How would you like your jottings?
Last updated 21:57, Wednesday, 23 July 2008
WHERE does he find them? This was the question echoing round the British Legion clubrooms last Friday night as everyone listened in disbelief as chairman Dave McVittie fired what seemed like a limitless fund of jokes at his audience.
Each year Big Deev comes up with new jokes, raising roars of laughter from an enthusiastic audience, listening raptly as he tells them in his ain mither tongue.
I was assured by the person sitting next to me that this week, as he chairs yet another Common Riding function, there will be another stream of jokes, all different.

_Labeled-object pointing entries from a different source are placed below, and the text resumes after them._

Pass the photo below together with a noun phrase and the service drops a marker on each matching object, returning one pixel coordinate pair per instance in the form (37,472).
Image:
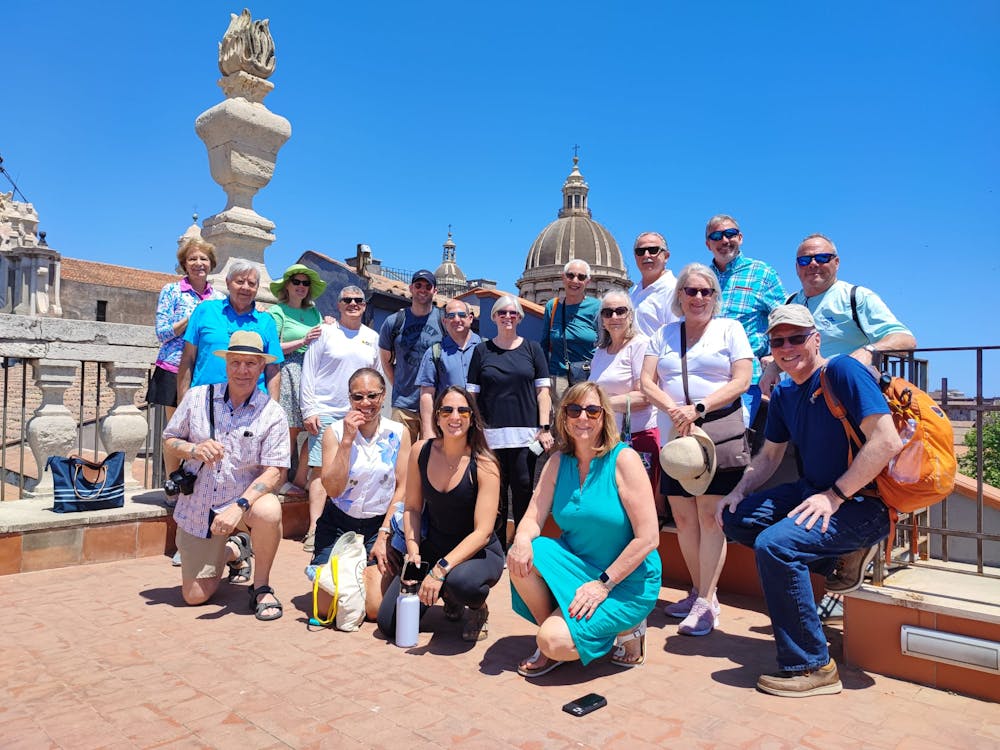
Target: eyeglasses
(693,291)
(373,396)
(607,312)
(463,411)
(821,258)
(718,234)
(593,411)
(796,339)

We were told that this year, because both his mother and his mother-in-law, Kate, were in the audience, he’d have to choose his stories carefully. But they still came fast and furious.
He may have an undisclosed source for his jokes but some are homespun, like the one which proved topical and also brought in his own daughter, Baillie.
We learned that she wanted to rename 2 David Street, calling it the ‘Foresaid Manor’. Then she’d be “Baillie o’ the Foresaid Manor”, a reference (for those who haven’t heard the crying of the Langholm Fair) to the immortal words shouted out in the market place on Common Riding morning.
I could see Billy Young, another great Langholm raconteur, was thoroughly enjoying Dave’s stories, as was every single member of the audience. And they say we Scots are a dour nation.
Let them come to the Cornet’s night at the Legion and be proven wrong. I noticed Dave’s wife Jen videoing some of the speeches. I’m certain that if she made copies, they’d sell like hot cakes.
The speeches each year seem to be better than the last and this time every one of the speakers excelled. Can it possibly get any better?
One or two in the audience learned a thing or two about our Common Riding. Wayne Irving, in giving his excellent toast to the Common Riding, explained why there was no spade present at the handing-in of the flag at night.
In days gone by, after it had carried out its duties, it was auctioned off in The Crown yard at lunchtime on Common Riding day.
From the money raised the spade carrier was expected to buy a new spade for the next year. This fact I did know as I’d read it in Billy Young’s book A Spot Supremely Blest.
But I didn’t know that each year Kenny Little paints the wooden (9’ x 6”) inserts that go into the spaces above the flower baskets on the Town Hall in the Common Riding colours, something Big Deev reminded us of when pointing out the amount of work that goes on behind the scenes to get this greatest show on earth up and going.
As I stood on Mount Hooley on Saturday eagerly awaiting the exciting gallop up the Wynd, I heard the woman next to me saying, that’s one as the Cornet galloped past. I asked whether she was going to count the riders and the reply was, “yes, I have to or I’d greet”. There’ll be a lot more tears in oor een before it’s all over.
She’d noticed one of the riders wearing a webcam on his hat. How exciting will that footage be? Some lucky person far from hame will be experiencing the thrills of the gallop up the hill from the comfort of an armchair.
As I checked the Common Riding supplement in the office last weekend, I had to frequently refer to the archives. I noticed the Jottings after the 1948 Common Riding covered half a page in the broadsheet paper.
They were headed Common Riding Jottings instead of Little jottings and I wondered how the writer then found so many little snippets pertaining to the Common Riding.
I noticed the writer thanking readers for sending in the bits of news after an appeal in a previous edition.
I find it quite difficult to fill a shorter column with Common Riding jottings only, especially when my friends and acquaintances clam up on me, saying, “Dinna tell her or ee’ll end up in the paper”.